Basically, we have a translation, a rotation and a set of intrinsic parameters that turn a 3D point into a 2D one. Now, we have 8 2D points that should map onto the same depth. Of course, the above equation, when reorganised, gives the equation for a line. Remember the classic Father Ted video?
Basically, with just one frame of reference you can have a line on which this point exists in 3D space. We need at least two lines - a triangulation if you will - before we can safely say where in 3D space this point lies. There is a further problem. Due to errors and noise, these lines may not intersect, so no exact solution exists. We need to minimise these line equations. Apparently, there is a well known method (that I didn't know of at the time) called Linear Programming . We have, in effect a system of Linear Equations that are Overdetermined. Since they are overdetermined we can use a solver such as cvSolve or LAPACK.

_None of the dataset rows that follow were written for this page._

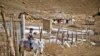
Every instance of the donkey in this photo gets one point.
(37, 46)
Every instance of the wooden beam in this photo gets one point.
(6, 32)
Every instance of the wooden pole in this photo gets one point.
(41, 35)
(57, 34)
(72, 38)
(5, 28)
(63, 38)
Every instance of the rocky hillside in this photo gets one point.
(69, 6)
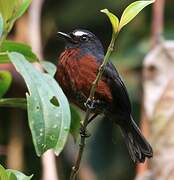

We need to organise our equation above into a set of linear equations in terms of, U,V and 1.
Initially, this setup wasn't too bad. The projector would shine a point which would be picked up by the cameras. This point is then sent to our solver and bam, we have a point in the X,Y,Z space. It does take rather a long time though and the main problem is the projector can only see the top of the model. We need to use a laser pointer to see the sides of the model.
So how do we go from a point cloud to an actual mesh? This bit is slightly trickier. Fortunately, we have a set of libraries - The Point Cloud Library in fact.
There are a few tutorials out there for reconstruction with the PCL library. I tried the Greedy Projection algorithm but the results didn't quite work out. I moved over to using the Poission algorithm. This exists in MeshLab also. It requires quite a complete point cloud and a set of normals. One can estimate the normals of a point cloud by uisng the Moving Least Squares algorithm. The results look a little like this:We can also do a little statistical analysis to remove noise and create a smoother mesh.
The final step is to colour the mesh. Now here we have a problem. How do you choose the colour at a point? The trick is the try and match the normals. Since we know the extrinsic values of the cameras, we can work out the plane of the camera and the normal to the plane. We know the normal of the triangle so the closer the dot product is to 1, the more of that triangle can be seen from that camera. This is slightly naive but works ok. There are other considerations such as the distance between the triangle and the camera. This is something we can't work out easily unfortunately (though I'm sure there is a way). An enhancement to this algorithm is to try and reduce the patchwork look by comparing neighbouring triangles. This requires the generation of a Winged Edge structure that is quite time consuming.
My solution to this problem is to upload the camera normals and all 8 textures to the pixel shader. We then choose the texture by comparing the normals in shader space. Although we only need to do this once, by doing this in parallel we get a much faster result. I ignore the neighbouring triangle issue as the look isn't much better.
There are quite a few improvements and other ideas I have in my head that I might get chance to try in the future. So far though, I'm quite pleased with the result. I'd like to thank Derek Magee, Peter Culmer, Katie Eagleton, Chris Paton, Roxlu and London Hackspace for all the help.